A lifetime mortgage is taken out on your property and secured against the value of your home. This may allow you to release a regular income or cash lump sum or a combination of both from the property. The interest is compounded and payable when you permanently leave the property. Some lifetime mortgages offer the facility of repaying some or all the interest on a regular or ad hoc basis without penalty. You, or your family, do not have to pay anything back until you (and for joint mortgages, your spouse) have died or the property ceases to be your main residence, for example if you have to go into care permanently. Until this happens you continue to own your own home.

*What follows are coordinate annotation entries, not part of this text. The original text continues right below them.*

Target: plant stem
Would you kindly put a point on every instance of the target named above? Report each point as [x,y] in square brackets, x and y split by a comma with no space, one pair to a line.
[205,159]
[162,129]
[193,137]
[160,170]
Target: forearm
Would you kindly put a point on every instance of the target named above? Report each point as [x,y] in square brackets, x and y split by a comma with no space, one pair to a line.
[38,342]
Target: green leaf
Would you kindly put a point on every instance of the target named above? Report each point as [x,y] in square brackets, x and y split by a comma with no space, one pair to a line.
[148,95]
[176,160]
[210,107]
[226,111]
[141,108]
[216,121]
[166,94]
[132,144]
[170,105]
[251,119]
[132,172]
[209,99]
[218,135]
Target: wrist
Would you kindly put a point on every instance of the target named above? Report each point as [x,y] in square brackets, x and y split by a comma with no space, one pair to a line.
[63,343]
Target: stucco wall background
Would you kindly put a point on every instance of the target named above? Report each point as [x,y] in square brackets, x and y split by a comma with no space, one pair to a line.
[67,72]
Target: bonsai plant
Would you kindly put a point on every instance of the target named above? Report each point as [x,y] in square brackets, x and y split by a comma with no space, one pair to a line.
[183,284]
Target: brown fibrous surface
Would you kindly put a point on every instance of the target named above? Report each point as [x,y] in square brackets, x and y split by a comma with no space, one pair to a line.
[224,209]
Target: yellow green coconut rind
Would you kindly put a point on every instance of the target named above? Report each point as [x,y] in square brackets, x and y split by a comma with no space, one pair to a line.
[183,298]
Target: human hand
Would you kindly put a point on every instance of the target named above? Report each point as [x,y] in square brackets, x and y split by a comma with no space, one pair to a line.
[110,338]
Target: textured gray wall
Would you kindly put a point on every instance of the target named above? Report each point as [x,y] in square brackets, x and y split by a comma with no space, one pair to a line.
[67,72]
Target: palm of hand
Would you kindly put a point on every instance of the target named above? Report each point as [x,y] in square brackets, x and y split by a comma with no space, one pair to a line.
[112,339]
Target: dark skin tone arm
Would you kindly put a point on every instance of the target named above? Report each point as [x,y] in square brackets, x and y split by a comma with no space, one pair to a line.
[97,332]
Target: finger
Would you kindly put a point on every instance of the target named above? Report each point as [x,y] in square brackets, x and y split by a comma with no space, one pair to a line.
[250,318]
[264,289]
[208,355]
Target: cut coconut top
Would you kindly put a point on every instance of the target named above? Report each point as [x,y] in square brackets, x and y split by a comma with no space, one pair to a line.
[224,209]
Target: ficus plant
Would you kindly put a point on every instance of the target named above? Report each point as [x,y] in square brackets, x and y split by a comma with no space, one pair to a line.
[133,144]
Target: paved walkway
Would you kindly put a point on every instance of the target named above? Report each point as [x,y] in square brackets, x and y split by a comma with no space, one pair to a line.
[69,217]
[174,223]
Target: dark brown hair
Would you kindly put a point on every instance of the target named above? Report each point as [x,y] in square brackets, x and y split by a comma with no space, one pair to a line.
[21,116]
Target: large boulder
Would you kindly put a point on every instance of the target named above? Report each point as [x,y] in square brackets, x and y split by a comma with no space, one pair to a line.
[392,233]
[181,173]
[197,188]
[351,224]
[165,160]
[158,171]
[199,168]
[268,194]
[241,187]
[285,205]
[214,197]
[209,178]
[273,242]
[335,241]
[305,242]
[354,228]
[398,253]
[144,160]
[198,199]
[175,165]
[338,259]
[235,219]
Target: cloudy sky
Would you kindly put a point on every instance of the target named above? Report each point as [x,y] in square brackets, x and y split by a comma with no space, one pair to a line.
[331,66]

Home reversion schemes are where you sell all or a portion of your property at less than its market value and in return you can have a tax-free lump sum, regular income, or both. You have the right to remain in your home as a tenant, but pay no rent. Either on death or if you permanently enter care, your property will be sold and the home reversion company will get their share of the proceeds of the sale. For example, if you sold a third of your home, the home reversion company gets a third share of the sales proceeds, leaving the remainder to go to your estate.
Equity Release may involve a lifetime mortgage or a home reversion plan. To understand the features and risks, ask for a personalised illustration. Equity Release is not right for everyone and may affect your entitlement to state benefits and will reduce the value of your estate.